Conhecido, desde há muito, como Monte de Santo Estêvão, o nome primitivo deste lugar era Monte dos Fragões. 


O Monte dos Fragões terá sido, desde cedo, muito apreciado e frequentado. Afinal, as dificuldades nos acessos encaixavam-se nas adversidades do quotidiano. Ultrapassar caminhos difíceis funcionava como sinal de que não seria impossível triunfar sobre circunstâncias adversas. 


Aquelas alturas, deslumbrantes nos seus 607 metros, sempre ajudaram a elevar o pensamento — e a alma — até às alturas. Foi aí que Lamego viu surgir, no dizer de José António Marrana «uma capelinha branca, como pomba a esvoaçar no horizonte, mensageira de fé, esperança e amor». 


Dedicada a Santo Estevão, foi inaugurada a 15 de Agosto de 1361. Era Bispo D. Durando Lourenço. O Cónego Fernão Martins ficava autorizado a colher esmolas em toda a Diocese para a conservação da Capela e respectivo culto. 


Aos cónegos é pedido que ali passem a ir em procissão duas vezes por ano: uma no dia de Santo Estêvão, 26 de Dezembro, e outra no dia da «invenção» do corpo do Protomártir, a 3 de Agosto. 

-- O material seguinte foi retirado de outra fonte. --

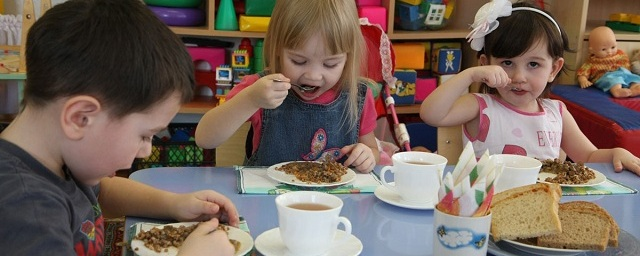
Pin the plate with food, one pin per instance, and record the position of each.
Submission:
(569, 174)
(311, 173)
(539, 250)
(175, 233)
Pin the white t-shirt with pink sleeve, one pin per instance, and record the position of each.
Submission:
(506, 130)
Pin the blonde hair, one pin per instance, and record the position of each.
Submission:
(293, 22)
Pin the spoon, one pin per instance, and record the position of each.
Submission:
(301, 87)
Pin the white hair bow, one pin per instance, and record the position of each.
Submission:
(486, 21)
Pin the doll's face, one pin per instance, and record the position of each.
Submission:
(602, 43)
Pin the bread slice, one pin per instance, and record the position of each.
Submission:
(615, 229)
(525, 212)
(585, 226)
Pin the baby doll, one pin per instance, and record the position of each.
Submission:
(607, 66)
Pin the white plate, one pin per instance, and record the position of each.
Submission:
(391, 197)
(542, 250)
(280, 176)
(599, 179)
(137, 246)
(269, 243)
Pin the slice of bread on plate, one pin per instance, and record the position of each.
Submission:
(525, 212)
(585, 226)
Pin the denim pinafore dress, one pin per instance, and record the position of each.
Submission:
(297, 130)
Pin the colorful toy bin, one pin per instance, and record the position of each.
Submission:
(179, 16)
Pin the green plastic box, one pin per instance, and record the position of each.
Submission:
(259, 7)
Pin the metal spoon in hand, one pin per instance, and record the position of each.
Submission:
(301, 87)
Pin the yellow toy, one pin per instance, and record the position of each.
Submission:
(607, 66)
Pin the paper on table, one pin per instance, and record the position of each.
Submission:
(468, 190)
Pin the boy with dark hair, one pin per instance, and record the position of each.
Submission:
(103, 76)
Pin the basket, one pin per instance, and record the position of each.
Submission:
(179, 150)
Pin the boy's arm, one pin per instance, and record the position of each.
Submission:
(124, 197)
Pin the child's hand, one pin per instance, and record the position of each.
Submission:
(204, 205)
(492, 75)
(623, 159)
(269, 94)
(206, 240)
(360, 156)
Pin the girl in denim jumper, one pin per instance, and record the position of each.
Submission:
(316, 44)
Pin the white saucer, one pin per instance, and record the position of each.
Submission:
(269, 243)
(391, 197)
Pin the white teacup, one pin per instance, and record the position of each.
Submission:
(518, 171)
(309, 220)
(417, 175)
(460, 236)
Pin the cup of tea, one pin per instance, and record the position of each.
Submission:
(416, 175)
(518, 171)
(458, 235)
(309, 220)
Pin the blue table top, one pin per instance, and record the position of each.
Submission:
(384, 229)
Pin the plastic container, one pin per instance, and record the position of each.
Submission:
(180, 150)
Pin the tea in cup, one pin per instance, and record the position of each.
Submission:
(518, 171)
(417, 175)
(309, 221)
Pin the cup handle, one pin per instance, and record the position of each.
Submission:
(347, 229)
(384, 180)
(381, 235)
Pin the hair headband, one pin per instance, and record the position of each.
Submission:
(486, 22)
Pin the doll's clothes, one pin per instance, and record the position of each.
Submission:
(594, 67)
(620, 76)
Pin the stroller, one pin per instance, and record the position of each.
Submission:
(379, 69)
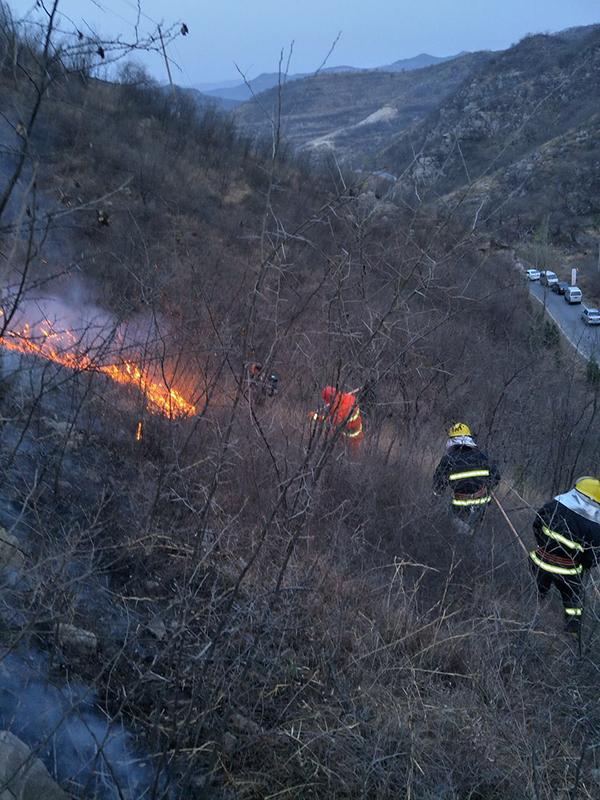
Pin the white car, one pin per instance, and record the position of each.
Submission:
(591, 316)
(548, 278)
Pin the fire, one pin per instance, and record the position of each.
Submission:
(65, 348)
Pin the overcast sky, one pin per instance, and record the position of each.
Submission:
(251, 33)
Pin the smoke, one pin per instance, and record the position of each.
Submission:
(76, 334)
(91, 755)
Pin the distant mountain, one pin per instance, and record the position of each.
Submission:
(242, 92)
(516, 143)
(268, 80)
(204, 100)
(418, 62)
(355, 114)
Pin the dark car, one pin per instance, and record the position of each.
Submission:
(559, 288)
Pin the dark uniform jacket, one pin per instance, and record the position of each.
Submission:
(567, 531)
(467, 470)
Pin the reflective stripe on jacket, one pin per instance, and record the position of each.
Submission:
(468, 473)
(562, 532)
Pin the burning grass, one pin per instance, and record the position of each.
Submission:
(74, 351)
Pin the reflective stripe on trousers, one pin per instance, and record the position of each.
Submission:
(555, 570)
(558, 537)
(573, 612)
(478, 501)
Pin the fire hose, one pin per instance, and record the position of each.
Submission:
(510, 525)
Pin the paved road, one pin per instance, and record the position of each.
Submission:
(585, 338)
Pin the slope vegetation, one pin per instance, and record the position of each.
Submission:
(271, 618)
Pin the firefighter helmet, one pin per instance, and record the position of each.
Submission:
(459, 429)
(588, 486)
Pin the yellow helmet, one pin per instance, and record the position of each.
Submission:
(589, 486)
(459, 429)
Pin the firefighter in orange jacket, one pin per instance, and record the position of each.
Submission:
(342, 411)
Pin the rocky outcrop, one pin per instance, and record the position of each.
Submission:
(22, 775)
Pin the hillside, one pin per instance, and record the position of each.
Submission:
(518, 139)
(206, 595)
(243, 92)
(354, 115)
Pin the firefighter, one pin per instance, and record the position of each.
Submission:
(567, 532)
(263, 384)
(466, 470)
(342, 411)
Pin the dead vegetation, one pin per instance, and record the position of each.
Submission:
(271, 619)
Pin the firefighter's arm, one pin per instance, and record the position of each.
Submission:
(440, 477)
(495, 476)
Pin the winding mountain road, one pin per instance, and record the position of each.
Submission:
(584, 338)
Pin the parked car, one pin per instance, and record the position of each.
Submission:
(548, 278)
(591, 316)
(573, 295)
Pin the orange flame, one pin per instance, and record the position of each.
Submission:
(61, 347)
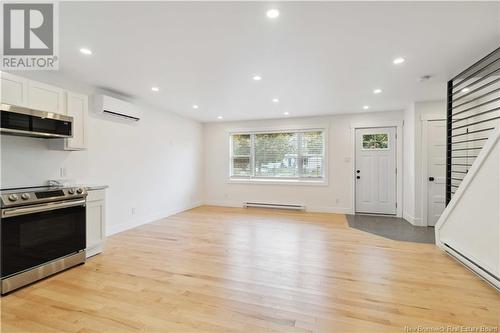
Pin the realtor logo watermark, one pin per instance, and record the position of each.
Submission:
(30, 36)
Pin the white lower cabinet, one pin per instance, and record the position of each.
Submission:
(96, 228)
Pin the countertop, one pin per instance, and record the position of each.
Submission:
(94, 187)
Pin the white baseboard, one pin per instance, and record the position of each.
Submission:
(312, 209)
(114, 229)
(419, 222)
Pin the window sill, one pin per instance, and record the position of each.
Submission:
(293, 182)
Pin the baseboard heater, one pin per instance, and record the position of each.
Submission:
(482, 272)
(271, 205)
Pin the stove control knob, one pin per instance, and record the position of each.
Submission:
(13, 197)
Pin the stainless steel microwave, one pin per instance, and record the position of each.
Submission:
(22, 121)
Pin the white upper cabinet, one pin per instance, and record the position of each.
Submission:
(77, 107)
(45, 97)
(14, 89)
(36, 95)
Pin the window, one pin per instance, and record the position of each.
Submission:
(278, 155)
(376, 141)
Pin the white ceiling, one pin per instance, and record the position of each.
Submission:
(318, 58)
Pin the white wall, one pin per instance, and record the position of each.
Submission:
(335, 197)
(153, 166)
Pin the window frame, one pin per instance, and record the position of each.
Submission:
(252, 179)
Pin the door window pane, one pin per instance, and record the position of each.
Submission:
(376, 141)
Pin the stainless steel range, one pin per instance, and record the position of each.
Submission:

Nessas procissões também deviam tomar parte os coreiros da Sé, os raçoeiros de Almacave e os frades de S. Francisco. Era a estes que incumbia a pregação. A Missa devia ser oferecida por alma de D. Durando, seus pais e demais obrigações. Para os encargos, o Bispo legava 12 libras anuais ao Cabido, quatro aos coreiros e 20 soldos a cada raçoeiro e frade.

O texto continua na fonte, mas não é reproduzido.